We have proposed a new attribute (Ερ) in the form of a product of Young’s modulus and density, which is a good lithology indicator. We describe it as a scaled version of the μρ attribute and illustrate that it intensifies the variation in lithology. This attribute can be derived seismically and have shown that we can determine the brittleness of a formation with it. Clusters in κρ – Ερ crossplot space corresponding to the litho-fluids are seen to be discriminated better than between similar clusters in the κρ – μρ space.
We thank Athabasca Oil Corporation for giving us the necessary permission for presentation of the results shown in this study. We also thank Arcis Seismic Solutions for permission to present this work.
About the Author(s)
Ritesh Kumar Sharma is from a small town in India. He received his B.Sc. degree from C.C.S. University Meerut, India in 2004 and his Master’s in applied geophysics from Indian Institute of Technology, Roorkee, India in 2007. In 2008, he came to Calgary to pursue his studies at the University of Calgary, with CREWES group, and received M.Sc. in geophysics in 2011. Before coming to Calgary, he worked with the Vedanta group, Udaipur, for one year as a geophysicist. He joined Arcis Seismic Solutions in 2011 and is still working there as a reservoir geoscientist. His areas of interest include reservoir characterization, seismic imaging and inversion.

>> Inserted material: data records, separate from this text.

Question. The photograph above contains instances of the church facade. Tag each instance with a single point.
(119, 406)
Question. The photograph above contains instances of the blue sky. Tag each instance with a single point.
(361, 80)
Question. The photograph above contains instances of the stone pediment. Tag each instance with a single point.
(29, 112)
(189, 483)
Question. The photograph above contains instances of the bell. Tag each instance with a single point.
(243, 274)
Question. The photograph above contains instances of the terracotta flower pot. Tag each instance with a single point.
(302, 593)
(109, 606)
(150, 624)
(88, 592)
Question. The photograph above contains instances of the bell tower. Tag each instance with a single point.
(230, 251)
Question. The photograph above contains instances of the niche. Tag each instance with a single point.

Satinder Chopra received M.Sc. and M.Phil. degrees in physics from Himachal Pradesh University, Shimla, India. He joined the Oil and Natural Gas Corporation Limited (ONGC) of India in 1984 and served there till 1997. In 1998 he joined CTC Pulsonic at Calgary, which later became Scott Pickford and Core Laboratories Reservoir Technologies. Currently, he is working as Chief Geophysicist (Reservoir), at Arcis Corporation, Calgary. In the last 26 years Satinder has worked in regular seismic processing and interactive interpretation, but has spent more time in special processing of seismic data involving seismic attributes including coherence, curvature and texture attributes, seismic inversion, AVO, VSP processing and frequency enhancement of seismic data. His research interests focus on techniques that are aimed at characterization of reservoirs. He has published 7 books and more than 200 papers and abstracts and likes to make presentations at any beckoning opportunity. He is the Chief Editor of the CSEG RECORDER, the past member of the SEG ‘The Leading Edge’ Editorial Board, and the Ex-Chairman of the SEG Publications Committee.
He received several awards at ONGC, and more recently has received the AAPG George C. Matson Award for his paper entitled ‘Delineating stratigraphic features via cross-plotting of seismic discontinuity attributes and their volume visualization’, being adjudged as the best oral presentation at the 2010 AAPG Annual Convention held at New Orleans, the ‘Top 10 Paper’ Award for his poster entitled ‘Extracting meaningful information from seismic attributes’, presented at the 2009 AAPG Annual Convention held at Denver, the ‘Best Poster’ Award for his paper entitled ‘Seismic attributes for fault/fracture characterization’, presented at the 2008 SEG Convention held at Las Vegas, the ‘Best Paper’ Award for his paper entitled ‘Curvature and iconic Coherence–Attributes adding value to 3D Seismic Data Interpretation’ presented at the CSEG Technical Luncheon, Calgary, in January 2007 and the 2005 CSEG Meritorious Services Award. He and his colleagues have received the CSEG Best Poster Awards in successive years from 2002 to 2005.
He is a member of SEG, CSEG, CSPG, CHOA (Canadian Heavy Oil Association), EAGE, AAPG, APEGGA (Association of Professional Engineers, Geologists and Geophysicists of Alberta) and TBPG (Texas Board of Professional Geoscientists).